Отрыв шестидесятников от почвы настолько резок, что перед их отрицанием отходит на задний план идейность и на сцену на короткий момент выступает чистый «нигилист». То, что литературно его представляет дворянин Писарев - безупречный джентльмен, - может быть понятно только в свете семидесятского народничества. Интеллигентные дворяне отныне увлекаются потоком разночинцев, а не обратно, как было хотя бы с Белинским в 40-х годах.
По-видимому, нигилизм 60-х годов жизненно в достаточной мере отвратителен. В беспорядочной жизни коммун, в цинизме личных отношений, в утверждении голого эгоизма и антисоциальности (ибо нигилизм антисоциален), как и в необычайно жалком, оголенном мышлении, чудится какая-то бесовская гримаса: предел падения русской души. По крайней мере, русские художники всех направлений, от Тургенева до Лескова, от Гончарова до Достоевского, содрогнулись перед нигилистом, Толстой прошел мимо него только потому, что не нашел в своей палитре подходящих красок: он не умел смеяться и не любил малевать черта.
Люди 40-х годов и народники 70-х представляют крайние вершины русского интеллигентского сознания. Дальше начинается распад этого социологического типа, идущий по двум линиям: понижения идейности, возрастания почвенности. Русская интеллигенция агонизирует долго и бурно: она истекает кровью и настоящей, не умозрительной уже, народной революции. Интеллигенция принадлежит к тем социальным образованиям, для которых успех губителен; они до конца и без остатка растворяются в совершенном деле. Дело интеллигенции - европеизация России, заостренная, со второй половины XIX века, в революции. Победы революции наносят поэтому интеллигенции тяжкие раны. Вот даты их: 1 марта 1881 г., 17 октября 1905 г., 25 октября 1917 г. Из них уже первая смертельна. На 1 марта, если не по времени, то по существу, русская мысль (не интеллигентская, а русская) ответила явлением Толстого и Достоевского. По-разному, но с одинаковой силой они отрицают западнический идеал интеллигенции и делают возможным строительство русской культуры на древней, допетровской почве. Интеллигенция была смущена, но не смогла ответить отлучением. Она приняла в себя сильно действующий, хотя и медленный, яд, который через четверть века начал, видимо, разлагать ее сознание.

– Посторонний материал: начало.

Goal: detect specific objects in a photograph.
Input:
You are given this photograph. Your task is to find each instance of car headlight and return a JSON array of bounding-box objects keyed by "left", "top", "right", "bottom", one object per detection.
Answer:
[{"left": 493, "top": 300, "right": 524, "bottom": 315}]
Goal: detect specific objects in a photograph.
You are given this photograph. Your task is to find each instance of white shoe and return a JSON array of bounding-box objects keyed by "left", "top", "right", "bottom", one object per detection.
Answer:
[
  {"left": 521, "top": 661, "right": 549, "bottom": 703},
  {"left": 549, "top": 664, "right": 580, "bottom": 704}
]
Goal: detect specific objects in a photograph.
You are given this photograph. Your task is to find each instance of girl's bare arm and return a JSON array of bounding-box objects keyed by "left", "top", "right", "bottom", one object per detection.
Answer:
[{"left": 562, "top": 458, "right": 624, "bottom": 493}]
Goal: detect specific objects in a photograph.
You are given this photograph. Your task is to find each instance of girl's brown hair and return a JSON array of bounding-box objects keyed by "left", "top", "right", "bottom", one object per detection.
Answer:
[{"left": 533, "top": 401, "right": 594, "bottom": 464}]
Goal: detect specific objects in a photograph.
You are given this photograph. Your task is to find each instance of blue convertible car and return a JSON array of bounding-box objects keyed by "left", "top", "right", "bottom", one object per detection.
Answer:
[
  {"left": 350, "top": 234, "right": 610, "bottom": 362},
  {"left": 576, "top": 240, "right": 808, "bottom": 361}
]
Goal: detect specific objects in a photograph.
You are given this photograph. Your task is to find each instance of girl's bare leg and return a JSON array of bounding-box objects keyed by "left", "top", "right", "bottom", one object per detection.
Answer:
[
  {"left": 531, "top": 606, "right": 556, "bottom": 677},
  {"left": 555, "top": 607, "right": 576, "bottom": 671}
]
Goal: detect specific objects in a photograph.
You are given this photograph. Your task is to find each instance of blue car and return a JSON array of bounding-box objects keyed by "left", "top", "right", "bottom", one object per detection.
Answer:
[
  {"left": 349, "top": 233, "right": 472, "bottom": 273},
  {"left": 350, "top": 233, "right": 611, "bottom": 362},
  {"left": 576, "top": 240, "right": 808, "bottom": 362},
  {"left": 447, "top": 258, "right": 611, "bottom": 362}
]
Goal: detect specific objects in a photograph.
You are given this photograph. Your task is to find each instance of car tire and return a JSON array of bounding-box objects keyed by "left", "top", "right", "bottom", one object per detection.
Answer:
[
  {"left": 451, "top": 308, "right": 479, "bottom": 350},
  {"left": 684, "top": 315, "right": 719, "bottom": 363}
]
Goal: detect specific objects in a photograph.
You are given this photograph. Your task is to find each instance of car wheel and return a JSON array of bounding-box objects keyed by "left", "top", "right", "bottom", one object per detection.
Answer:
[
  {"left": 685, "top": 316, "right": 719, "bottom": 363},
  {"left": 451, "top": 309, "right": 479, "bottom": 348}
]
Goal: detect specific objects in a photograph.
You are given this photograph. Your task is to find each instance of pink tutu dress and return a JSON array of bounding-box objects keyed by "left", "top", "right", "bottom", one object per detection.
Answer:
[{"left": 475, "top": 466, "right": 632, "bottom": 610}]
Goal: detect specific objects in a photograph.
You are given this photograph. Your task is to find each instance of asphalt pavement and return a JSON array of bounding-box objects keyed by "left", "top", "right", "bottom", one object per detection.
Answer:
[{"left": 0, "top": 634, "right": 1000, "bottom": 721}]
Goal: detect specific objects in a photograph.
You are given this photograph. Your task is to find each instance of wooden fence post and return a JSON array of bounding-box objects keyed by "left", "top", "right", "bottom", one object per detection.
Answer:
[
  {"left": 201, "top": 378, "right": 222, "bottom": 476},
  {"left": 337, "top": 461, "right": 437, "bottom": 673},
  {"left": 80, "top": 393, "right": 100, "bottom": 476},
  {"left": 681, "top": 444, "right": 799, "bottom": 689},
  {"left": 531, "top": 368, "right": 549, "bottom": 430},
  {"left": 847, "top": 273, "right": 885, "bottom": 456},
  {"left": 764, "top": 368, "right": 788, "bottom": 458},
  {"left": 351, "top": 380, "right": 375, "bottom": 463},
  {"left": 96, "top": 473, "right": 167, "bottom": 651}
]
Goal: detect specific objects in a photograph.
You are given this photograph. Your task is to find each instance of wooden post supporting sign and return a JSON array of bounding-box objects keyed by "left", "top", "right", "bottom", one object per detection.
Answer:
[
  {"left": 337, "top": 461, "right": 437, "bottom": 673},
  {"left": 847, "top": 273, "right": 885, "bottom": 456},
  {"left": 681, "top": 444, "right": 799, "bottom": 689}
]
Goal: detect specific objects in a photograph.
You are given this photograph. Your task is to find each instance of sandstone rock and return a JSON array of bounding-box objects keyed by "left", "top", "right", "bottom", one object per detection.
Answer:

Но количественно, в культурной работе России интеллигенция преобладает - по крайней мере, до первой русской революции.
Она не может умереть, потому что дело, которое она себе поставила, сначала, как апокалиптический идеал, чем дальше, тем больше становится русским государственным делом. Дворянская Россия с 1861 г. безостановочно разлагается. Самодержавие не в силах оторваться от дворянской почвы и гибнет вместе с ней. Замороженная на 20 лет Победоносцевым Россия явно гниет под снегом (Чехов). Интеллигенция права в своем ощущении гнилости 80-90-х годов, хотя духовно, в глубине национального сознания, эти годы, как часто годы реакции, были, быть может, самыми плодоносными в новой русской истории. Но общественное тело явно требует хирурга. Революция, убитая Достоевским в идее, оправдывается уже политической необхо- димостью. Отсюда воскресение революционного идеала и движения в конце 90-х годов.